You are viewing a plain text version of this content. The canonical link for it is here.
Posted to user@hbase.apache.org by Renaud Delbru <re...@deri.org> on 2010/09/23 13:16:17 UTC

Creating a Table using HFileOutputFormat

  Hi,

we are trying to create a hbase table from scratch using map-reduce and 
HFileOutputFormat. However, we haven't really find examples or tutorials 
on how to do this, and there is some aspects which are still unclear for 
us. We are using hbase 0.20.x.

First, what is the correct way to use HFileOutputFormat and to create 
HFile ?
We are simply using a map function which output <ImmutableBytesWritable 
(key), Put (value)>, an identity reducer, and we configure the job to 
use HFileOutputFormat as an output format class.
However, we have seen in hbase 0.89.x a more complex way to do it, 
involving sorting (KeyValueSortReducer, or PutSortReducer) and a 
partitioner (TotalOrderPartitioner). The HFileOutputFormat provides a 
convenience method, configureIncrementalLoad, to automatically configure 
the hadoop job. Is this method needed in our case ? Ir is this only 
necessary in the case where the table already exists (incremental bulk 
load) ?
Do we have to reimplement this for 0.20.x ?

Then, one time the table creation job is successful, how do we import 
the hfiles into hbase ? Is it by using the hbase cli import command ?

Thanks in advance for your answers,
Regards
-- 
Renaud Delbru

Re: Creating a Table using HFileOutputFormat

Posted by Renaud Delbru <re...@deri.org>.
  On 24/09/10 16:55, Ted Yu wrote:
>  From TotalOrderPartitioner:
>        K[] splitPoints = readPartitions(fs, partFile, keyClass, conf);
>        if (splitPoints.length != job.getNumReduceTasks() - 1) {
> Partition list can be empty if you use 1 reducer.
>
> But this is not what you want I guess.
Yes, this is not what we want since we want to create x regions.
But, we just found that there is a tool, InputSampler, in the hadoop 
library for this task.

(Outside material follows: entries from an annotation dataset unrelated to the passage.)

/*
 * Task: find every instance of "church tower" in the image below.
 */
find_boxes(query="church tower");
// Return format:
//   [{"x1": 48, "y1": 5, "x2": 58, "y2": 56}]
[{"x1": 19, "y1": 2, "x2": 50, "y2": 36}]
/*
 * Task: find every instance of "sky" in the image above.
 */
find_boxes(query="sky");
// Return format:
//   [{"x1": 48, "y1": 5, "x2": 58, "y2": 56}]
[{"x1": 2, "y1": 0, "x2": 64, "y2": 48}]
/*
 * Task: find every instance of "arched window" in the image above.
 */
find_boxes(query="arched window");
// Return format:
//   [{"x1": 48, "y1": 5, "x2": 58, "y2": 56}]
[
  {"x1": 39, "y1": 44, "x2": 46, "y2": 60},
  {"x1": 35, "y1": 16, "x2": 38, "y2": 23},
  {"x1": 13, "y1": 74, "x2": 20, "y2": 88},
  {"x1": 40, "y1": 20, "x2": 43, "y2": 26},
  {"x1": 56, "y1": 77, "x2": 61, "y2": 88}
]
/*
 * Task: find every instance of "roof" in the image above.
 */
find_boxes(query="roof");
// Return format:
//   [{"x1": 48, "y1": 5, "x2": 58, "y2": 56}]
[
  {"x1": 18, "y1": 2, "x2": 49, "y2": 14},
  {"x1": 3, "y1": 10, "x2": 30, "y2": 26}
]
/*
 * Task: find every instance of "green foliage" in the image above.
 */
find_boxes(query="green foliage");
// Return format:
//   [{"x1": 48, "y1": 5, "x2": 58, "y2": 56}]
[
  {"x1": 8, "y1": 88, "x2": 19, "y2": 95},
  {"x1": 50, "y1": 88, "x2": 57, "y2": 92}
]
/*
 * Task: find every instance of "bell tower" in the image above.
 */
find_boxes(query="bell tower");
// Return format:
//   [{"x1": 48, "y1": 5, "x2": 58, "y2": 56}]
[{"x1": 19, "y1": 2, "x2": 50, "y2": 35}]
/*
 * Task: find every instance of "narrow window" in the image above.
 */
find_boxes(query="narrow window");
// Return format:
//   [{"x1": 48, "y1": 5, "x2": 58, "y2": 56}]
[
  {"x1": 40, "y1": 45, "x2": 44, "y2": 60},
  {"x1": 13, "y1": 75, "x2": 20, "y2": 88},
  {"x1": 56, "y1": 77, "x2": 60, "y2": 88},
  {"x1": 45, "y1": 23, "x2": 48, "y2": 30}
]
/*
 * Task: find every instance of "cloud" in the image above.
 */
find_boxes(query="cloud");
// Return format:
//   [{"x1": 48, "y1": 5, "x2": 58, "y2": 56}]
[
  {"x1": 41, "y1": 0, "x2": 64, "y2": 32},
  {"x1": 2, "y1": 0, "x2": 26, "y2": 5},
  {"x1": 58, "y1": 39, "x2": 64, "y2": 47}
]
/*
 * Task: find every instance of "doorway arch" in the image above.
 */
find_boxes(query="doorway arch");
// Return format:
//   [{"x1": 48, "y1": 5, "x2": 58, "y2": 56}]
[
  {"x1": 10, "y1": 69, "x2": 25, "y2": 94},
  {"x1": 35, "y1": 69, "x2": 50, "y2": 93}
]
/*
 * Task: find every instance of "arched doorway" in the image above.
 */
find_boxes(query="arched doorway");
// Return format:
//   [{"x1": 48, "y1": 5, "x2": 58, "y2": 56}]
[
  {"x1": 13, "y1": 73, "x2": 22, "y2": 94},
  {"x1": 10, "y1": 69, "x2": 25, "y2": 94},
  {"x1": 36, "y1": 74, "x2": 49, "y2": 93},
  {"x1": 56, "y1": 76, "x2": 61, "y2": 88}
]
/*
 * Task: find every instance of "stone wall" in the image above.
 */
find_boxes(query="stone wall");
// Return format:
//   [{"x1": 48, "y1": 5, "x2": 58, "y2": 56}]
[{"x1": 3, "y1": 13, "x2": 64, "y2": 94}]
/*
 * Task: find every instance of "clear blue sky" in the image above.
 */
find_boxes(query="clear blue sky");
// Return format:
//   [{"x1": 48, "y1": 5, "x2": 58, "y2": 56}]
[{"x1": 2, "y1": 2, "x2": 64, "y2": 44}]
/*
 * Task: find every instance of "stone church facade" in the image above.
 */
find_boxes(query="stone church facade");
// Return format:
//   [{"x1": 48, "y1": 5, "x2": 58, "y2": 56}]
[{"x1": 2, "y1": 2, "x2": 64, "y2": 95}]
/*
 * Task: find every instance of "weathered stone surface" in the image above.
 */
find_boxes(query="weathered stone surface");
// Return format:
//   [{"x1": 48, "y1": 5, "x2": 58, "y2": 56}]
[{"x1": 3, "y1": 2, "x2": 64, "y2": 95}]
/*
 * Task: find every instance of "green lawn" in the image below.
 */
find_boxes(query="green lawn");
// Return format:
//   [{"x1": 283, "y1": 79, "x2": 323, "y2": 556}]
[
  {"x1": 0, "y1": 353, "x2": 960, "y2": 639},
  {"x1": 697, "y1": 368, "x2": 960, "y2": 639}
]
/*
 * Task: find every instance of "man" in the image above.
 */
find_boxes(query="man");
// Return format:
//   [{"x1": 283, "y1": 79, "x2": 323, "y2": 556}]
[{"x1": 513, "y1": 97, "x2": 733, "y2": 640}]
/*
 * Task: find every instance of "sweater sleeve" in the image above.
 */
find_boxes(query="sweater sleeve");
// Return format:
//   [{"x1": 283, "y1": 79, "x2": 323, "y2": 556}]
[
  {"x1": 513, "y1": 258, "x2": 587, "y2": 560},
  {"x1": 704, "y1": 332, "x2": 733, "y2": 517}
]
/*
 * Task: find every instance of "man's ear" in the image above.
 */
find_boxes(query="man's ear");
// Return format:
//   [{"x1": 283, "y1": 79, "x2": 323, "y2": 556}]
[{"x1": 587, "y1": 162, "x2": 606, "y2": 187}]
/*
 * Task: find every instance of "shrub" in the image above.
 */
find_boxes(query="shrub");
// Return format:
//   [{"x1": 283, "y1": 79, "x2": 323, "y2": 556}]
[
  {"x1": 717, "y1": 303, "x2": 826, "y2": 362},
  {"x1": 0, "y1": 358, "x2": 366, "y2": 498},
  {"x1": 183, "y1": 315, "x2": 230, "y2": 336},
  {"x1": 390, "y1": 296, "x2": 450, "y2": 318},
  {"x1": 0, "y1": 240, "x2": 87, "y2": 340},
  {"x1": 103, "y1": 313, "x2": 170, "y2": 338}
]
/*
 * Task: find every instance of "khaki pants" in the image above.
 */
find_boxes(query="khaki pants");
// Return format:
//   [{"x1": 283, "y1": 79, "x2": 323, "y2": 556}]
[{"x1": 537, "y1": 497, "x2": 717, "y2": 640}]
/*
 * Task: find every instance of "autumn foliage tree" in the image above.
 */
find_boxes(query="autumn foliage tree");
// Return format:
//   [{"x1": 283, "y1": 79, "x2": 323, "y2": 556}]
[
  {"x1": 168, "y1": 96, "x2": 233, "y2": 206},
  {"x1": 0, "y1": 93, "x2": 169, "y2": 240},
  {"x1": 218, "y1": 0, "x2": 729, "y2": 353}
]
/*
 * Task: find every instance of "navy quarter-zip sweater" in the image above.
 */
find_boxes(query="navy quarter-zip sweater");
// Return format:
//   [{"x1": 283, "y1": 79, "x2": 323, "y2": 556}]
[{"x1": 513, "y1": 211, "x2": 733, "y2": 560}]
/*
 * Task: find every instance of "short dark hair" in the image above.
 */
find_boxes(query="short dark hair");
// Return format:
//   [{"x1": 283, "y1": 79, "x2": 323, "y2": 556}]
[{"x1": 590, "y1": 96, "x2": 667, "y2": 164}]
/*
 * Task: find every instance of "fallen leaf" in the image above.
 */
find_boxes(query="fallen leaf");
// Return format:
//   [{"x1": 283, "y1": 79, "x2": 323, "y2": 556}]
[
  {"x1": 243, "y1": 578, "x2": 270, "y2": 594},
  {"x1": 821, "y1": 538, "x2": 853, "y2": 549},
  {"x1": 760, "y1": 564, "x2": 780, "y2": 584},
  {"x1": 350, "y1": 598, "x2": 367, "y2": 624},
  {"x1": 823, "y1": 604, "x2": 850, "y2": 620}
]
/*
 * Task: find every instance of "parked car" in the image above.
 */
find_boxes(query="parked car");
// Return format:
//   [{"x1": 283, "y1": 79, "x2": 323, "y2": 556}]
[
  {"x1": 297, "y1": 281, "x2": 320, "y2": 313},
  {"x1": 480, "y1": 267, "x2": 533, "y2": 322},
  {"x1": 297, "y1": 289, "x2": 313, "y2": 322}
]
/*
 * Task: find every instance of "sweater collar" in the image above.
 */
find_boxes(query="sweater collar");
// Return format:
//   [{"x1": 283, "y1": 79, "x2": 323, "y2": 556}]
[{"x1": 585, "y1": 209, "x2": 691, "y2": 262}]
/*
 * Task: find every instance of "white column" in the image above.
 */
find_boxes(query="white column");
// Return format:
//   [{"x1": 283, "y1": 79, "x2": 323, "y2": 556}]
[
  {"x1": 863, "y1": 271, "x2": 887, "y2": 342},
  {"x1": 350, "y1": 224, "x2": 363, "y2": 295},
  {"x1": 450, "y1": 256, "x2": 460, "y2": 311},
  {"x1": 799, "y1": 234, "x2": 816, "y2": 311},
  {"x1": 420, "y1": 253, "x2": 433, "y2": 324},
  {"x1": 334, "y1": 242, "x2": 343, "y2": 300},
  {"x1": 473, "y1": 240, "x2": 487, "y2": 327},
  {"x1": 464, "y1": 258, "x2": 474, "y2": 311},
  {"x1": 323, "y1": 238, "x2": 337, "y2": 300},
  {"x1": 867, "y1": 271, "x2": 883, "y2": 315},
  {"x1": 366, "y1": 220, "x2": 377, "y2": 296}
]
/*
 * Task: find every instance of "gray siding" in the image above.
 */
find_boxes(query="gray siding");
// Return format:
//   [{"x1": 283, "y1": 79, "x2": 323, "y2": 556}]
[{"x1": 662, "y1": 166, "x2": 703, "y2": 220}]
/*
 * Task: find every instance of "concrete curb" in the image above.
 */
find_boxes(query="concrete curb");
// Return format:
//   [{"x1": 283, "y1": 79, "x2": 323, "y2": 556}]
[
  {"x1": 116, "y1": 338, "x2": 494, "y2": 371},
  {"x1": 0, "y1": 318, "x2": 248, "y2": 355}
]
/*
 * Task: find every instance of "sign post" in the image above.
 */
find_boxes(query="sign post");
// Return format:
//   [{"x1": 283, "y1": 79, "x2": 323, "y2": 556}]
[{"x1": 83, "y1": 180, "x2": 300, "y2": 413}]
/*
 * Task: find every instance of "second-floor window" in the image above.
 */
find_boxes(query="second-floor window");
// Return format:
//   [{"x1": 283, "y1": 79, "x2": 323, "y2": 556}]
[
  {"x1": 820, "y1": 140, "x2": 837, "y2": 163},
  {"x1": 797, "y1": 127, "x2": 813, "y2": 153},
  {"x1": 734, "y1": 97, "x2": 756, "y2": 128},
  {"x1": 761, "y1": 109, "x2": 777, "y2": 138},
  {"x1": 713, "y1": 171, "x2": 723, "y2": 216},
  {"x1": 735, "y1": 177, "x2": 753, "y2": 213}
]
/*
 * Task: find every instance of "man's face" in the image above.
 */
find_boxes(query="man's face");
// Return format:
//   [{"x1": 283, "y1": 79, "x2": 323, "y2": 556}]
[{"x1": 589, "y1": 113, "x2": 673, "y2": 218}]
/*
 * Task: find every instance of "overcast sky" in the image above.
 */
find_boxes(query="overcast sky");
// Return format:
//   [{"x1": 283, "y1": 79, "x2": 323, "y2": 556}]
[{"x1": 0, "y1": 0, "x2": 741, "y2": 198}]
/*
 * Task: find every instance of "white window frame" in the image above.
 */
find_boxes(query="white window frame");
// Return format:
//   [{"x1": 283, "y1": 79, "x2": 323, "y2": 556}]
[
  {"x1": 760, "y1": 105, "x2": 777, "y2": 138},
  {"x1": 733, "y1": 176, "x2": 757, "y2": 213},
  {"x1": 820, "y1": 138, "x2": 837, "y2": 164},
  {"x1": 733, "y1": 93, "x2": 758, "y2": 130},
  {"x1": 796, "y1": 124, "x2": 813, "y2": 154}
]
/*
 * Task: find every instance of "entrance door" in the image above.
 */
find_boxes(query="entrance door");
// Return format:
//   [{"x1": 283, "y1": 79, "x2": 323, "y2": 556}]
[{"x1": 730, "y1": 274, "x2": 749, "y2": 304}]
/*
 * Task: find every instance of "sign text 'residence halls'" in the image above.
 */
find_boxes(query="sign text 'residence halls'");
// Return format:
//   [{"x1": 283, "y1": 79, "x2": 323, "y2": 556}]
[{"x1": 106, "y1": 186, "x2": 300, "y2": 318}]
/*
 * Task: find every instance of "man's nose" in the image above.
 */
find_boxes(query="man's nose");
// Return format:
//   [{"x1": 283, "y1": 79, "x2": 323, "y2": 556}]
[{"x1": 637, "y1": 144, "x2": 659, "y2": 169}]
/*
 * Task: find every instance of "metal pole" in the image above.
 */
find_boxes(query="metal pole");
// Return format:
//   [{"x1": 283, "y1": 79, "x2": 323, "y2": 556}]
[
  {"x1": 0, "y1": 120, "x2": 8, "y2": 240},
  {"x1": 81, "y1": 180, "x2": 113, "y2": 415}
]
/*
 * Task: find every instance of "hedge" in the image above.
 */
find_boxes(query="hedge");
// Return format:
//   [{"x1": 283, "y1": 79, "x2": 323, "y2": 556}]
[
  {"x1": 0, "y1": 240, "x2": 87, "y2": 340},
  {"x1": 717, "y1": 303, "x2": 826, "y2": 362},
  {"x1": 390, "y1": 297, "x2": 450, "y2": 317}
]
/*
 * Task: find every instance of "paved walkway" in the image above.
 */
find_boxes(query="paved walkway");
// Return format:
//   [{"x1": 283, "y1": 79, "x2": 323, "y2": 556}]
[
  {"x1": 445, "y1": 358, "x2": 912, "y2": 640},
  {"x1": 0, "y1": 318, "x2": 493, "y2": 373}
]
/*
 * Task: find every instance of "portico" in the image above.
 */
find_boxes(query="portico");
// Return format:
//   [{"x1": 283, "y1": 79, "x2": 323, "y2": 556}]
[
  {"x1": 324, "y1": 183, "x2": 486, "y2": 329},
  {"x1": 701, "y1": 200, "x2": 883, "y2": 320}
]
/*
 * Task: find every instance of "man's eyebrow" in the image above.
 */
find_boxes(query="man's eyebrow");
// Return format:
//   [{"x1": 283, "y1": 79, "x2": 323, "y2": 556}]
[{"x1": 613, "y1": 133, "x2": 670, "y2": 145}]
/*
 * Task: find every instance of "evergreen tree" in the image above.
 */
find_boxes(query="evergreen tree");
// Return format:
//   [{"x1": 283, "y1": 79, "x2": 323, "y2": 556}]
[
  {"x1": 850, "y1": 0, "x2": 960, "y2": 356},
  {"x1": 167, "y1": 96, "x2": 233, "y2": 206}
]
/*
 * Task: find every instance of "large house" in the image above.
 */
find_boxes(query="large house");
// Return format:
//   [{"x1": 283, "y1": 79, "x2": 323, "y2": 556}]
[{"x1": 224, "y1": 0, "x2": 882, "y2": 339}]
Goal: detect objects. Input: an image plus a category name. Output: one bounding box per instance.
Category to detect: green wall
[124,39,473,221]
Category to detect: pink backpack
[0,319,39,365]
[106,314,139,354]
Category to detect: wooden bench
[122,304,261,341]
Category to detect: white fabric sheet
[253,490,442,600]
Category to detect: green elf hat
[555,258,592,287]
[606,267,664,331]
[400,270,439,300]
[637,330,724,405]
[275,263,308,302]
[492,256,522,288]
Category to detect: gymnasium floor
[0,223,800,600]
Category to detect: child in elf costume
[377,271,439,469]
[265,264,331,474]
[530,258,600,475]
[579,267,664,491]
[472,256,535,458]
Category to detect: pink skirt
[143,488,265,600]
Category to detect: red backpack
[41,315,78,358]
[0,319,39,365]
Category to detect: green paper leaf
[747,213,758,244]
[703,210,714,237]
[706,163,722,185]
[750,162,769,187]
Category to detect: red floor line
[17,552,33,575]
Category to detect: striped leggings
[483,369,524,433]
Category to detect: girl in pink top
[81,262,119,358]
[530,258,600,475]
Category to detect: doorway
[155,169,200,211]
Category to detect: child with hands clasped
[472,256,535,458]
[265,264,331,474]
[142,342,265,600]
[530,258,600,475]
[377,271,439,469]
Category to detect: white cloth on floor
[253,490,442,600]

It will sample an arbitrary dataset, and create 
the partition splits. We will try first this approach. My guess is that, 
even if these partitions are an approximation, it should be ok for 
hbase. The size of the regions will be not totally identical, but it 
should not be a problem since the larger regions will be the first ones 
split into smaller regions by hbase. Can somebody confirm this assumption ?
-- 
Renaud Delbru

Re: Creating a Table using HFileOutputFormat

Posted by Ted Yu <yu...@gmail.com>.
>From TotalOrderPartitioner:
      K[] splitPoints = readPartitions(fs, partFile, keyClass, conf);
      if (splitPoints.length != job.getNumReduceTasks() - 1) {
Partition list can be empty if you use 1 reducer.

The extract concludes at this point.